Il est des réputations que l'on ne mérite pas toujours. C'est le cas des exploitants européens d'aéroports, considérés comme défensifs en Bourse, les redevances payées par les compagnies aériennes leur assurant des revenus récurrents. D'ailleurs, à l'image d'autres secteurs dits peu sensibles à la conjoncture économique, comme l'agroalimentaire et les services aux collectivités, ADP (Aéroports de Paris), qui a publié mercredi soir une baisse de 1,3 % de son trafic passagers au titre de novembre, sous-performe le marché depuis janvier : le cours du concessionnaire des aéroports de Roissy, d'Orly et du Bourget gagne 10 %, une performance deux fois inférieure à celle de l'indice CAC 40. Son concurrent autrichien Flughafen Wien fait encore moins bien, avec une hausse de 7 % depuis le début de l'année. Et si leur rival allemand Fraport s'octroie 14 %, cette performance demeure bien inférieure à celle de la Bourse de Francfort, qui s'adjuge 22 %.

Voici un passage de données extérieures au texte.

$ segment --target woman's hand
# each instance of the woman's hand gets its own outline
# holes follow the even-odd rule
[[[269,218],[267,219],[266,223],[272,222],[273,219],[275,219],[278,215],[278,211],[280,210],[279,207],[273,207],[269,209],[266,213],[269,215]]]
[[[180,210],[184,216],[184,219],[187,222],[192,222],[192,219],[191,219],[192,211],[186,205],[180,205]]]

Pourtant, les concessionnaires aéroportuaires sont bien moins défensifs qu'il n'y paraît. Moins, en tout cas, que les concessionnaires d'autoroutes tels que Vinci et Eiffage. Car le trafic aérien est sensible à une kyrielle de facteurs, du ralentissement économique aux attentats, en passant par les tensions géopolitiques et les épidémies. De fait, la reprise de l'économie mondiale ne se dessinant que très lentement, ADP a consenti, le 9 décembre, à geler en 2010 les redevances payées par les compagnies aériennes, durement touchées par la crise. Un compromis qui a contraint le groupe à abaisser son objectif d'excédent brut d'exploitation pour l'an prochain, d'une prévision initiale de 900 à 960 millions d'euros à une fourchette de 850 à 880 millions. Dans la même veine, le groupe de construction allemand Hochtief a renoncé, début décembre, à introduire en Bourse sa filiale Hochtief Concessions, actionnaire des aéroports de Sydney et d'Athènes.

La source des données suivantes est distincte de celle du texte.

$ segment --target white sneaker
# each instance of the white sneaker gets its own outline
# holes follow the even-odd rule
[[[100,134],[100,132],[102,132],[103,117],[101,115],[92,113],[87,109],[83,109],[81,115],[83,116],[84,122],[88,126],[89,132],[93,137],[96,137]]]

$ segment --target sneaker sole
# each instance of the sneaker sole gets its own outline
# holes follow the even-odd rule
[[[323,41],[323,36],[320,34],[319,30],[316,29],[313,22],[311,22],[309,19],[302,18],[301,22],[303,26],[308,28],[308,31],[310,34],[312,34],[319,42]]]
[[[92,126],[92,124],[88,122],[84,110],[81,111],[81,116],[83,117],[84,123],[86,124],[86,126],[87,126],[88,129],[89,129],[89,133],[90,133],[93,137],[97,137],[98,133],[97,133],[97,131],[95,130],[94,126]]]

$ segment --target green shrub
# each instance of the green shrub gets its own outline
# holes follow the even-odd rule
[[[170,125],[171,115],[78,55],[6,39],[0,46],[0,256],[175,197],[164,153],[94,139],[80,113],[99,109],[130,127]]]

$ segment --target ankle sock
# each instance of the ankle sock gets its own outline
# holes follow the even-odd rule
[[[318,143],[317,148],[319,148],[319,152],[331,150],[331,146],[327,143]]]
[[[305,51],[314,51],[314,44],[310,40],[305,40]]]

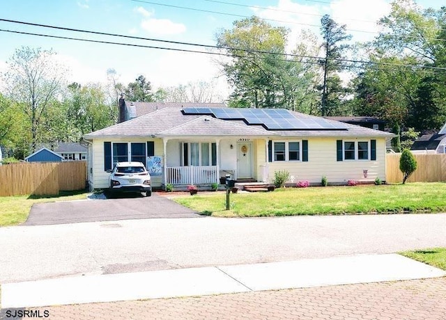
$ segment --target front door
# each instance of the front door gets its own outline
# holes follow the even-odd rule
[[[237,179],[252,178],[252,143],[237,143]]]

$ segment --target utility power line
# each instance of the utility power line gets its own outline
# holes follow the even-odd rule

Dans ce contexte, les valorisations boursières des exploitants d'aéroports deviennent difficiles à justifier. Fraport se paie 23 fois le bénéfice par action attendu pour 2009, selon les données de l'agence Bloomberg. ADP et Flughafen Zürich ne sont pas non plus bon marché, avec des multiples de 19,7 et 18,4. Flughafen Wien, l'exploitant de l'aéroport de Vienne, en Autriche, est l'exception qui confirme la règle, avec un PER (« Price Earning Ratio », ou rapport cours sur bénéfice par action) de 11.

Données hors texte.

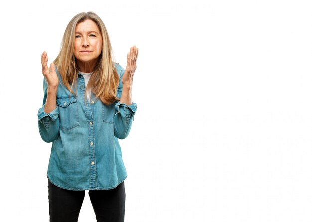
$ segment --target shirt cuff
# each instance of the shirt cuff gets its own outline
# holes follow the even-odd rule
[[[54,110],[49,113],[46,113],[44,112],[44,106],[45,105],[39,109],[38,111],[38,119],[40,121],[42,118],[46,116],[49,116],[52,121],[54,122],[58,118],[58,107],[56,106],[56,108]]]
[[[134,114],[137,112],[136,103],[132,103],[131,105],[126,105],[125,103],[120,103],[119,102],[118,102],[115,105],[115,109],[116,110],[116,113],[120,112],[119,109],[120,107],[125,107],[126,109],[130,109]]]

Ces valorisations semblent d'autant plus élevées que l'Association internationale du trafic aérien vient de rehausser son estimation des pertes des compagnies aériennes, à l'échelle mondiale, pour 2010, à 5,6 milliards de dollars, au lieu de 3,8 milliards. Et, de son côté, ADP estime que la véritable reprise du trafic aérien n'interviendra qu'à partir de 2011. De plus, malgré le rachat du britannique BAA par l'espagnol Ferrovial en 2006, l'attrait spéculatif des exploitants d'aéroports est faible, les opérateurs encore cotés étant contrôlés par leurs États. Rien, donc, pour légitimer la cherté du secteur en Bourse.